Evrensel için yeni bir dönem
Evrensel için yeni bir dönem

Adı ‘yerel’ kendisi ‘genel’ ve merkezi iradenin belirlediği bir seçim

Yerel seçim mücadelesinde partilerin üst kurullarındaki hararetli tartışmalar büyük ölçüde tamamlandı.

AKP ve MHP son 1-2 hafta içinde atamalarını önemli ölçüde tamamlamıştı.

HDP ise bölge illerindeki adaylarını geçen hafta tamamlarken, batı illerindeki belediyeler konusunda da son aşamaya gelindiğini duyurdu.

Geçtiğimiz hafta sonunda CHP ve İyi Partinin 50 ilde anlaştıklarının ilan edilmesi ve CHP’nin İzmir Büyükşehir Belediye Başkanı adayı ve büyük kentlerindeki ilçelerde adaylarının açıklanmasıyla “Millet İttifakı” tarafında da başlıca adaylar belirlenmiş bulunuyor.

Bundan sonrasını adayların ve partilerin “saha”daki çalışmaları belirleyecek.

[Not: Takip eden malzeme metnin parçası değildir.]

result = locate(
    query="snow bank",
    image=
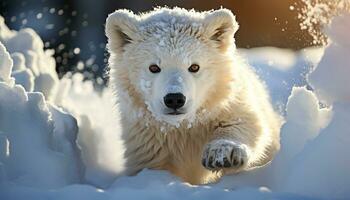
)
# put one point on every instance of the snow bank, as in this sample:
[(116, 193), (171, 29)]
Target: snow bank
[(98, 138), (31, 62), (321, 168), (28, 133), (46, 153)]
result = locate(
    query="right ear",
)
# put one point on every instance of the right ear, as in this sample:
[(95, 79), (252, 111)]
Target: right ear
[(121, 29)]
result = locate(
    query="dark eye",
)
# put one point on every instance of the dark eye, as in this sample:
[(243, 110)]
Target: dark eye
[(193, 68), (154, 68)]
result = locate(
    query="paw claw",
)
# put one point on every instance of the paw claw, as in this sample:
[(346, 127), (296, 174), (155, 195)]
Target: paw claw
[(223, 153)]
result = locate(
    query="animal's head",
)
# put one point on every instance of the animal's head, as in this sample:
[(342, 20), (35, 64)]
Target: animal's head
[(173, 61)]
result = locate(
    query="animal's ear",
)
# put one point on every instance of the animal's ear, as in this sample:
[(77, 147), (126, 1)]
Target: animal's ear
[(220, 27), (121, 29)]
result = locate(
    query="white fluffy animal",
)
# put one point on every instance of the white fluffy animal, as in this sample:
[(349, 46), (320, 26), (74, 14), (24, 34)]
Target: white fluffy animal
[(188, 103)]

İLÇE BELEDİYE BAŞKANI ADAYLARI BİLE MERKEZDEN ATANDI

24 Haziran seçimlerinden sonra başlayan yerel seçim süreci, bir tür “aday atama” dönemi olarak gelişti. Çünkü bu dönem yereldeki çeşitli güçlerin bir araya gelerek, “nasıl bir belediyecilik” “nasıl bir yönetim”, “yerellerdeki ihtiyaçların belediyeler tarafından nasıl karşılanacağı”, “halkın yönetimi nasıl denetleyeceği”,... tartışmaları etrafında adayların belirlendiği bir süreç olarak işlemedi. Tam tersine bu süreç, yerel siyaset erbanının partilerin üst yönetimleriyle pazarlıklarıyla başlayan ama inisiyatifin hızla üs yönetimin, hatta genel başkanların eline geçtiği bir “atama” süreci olarak gelişti.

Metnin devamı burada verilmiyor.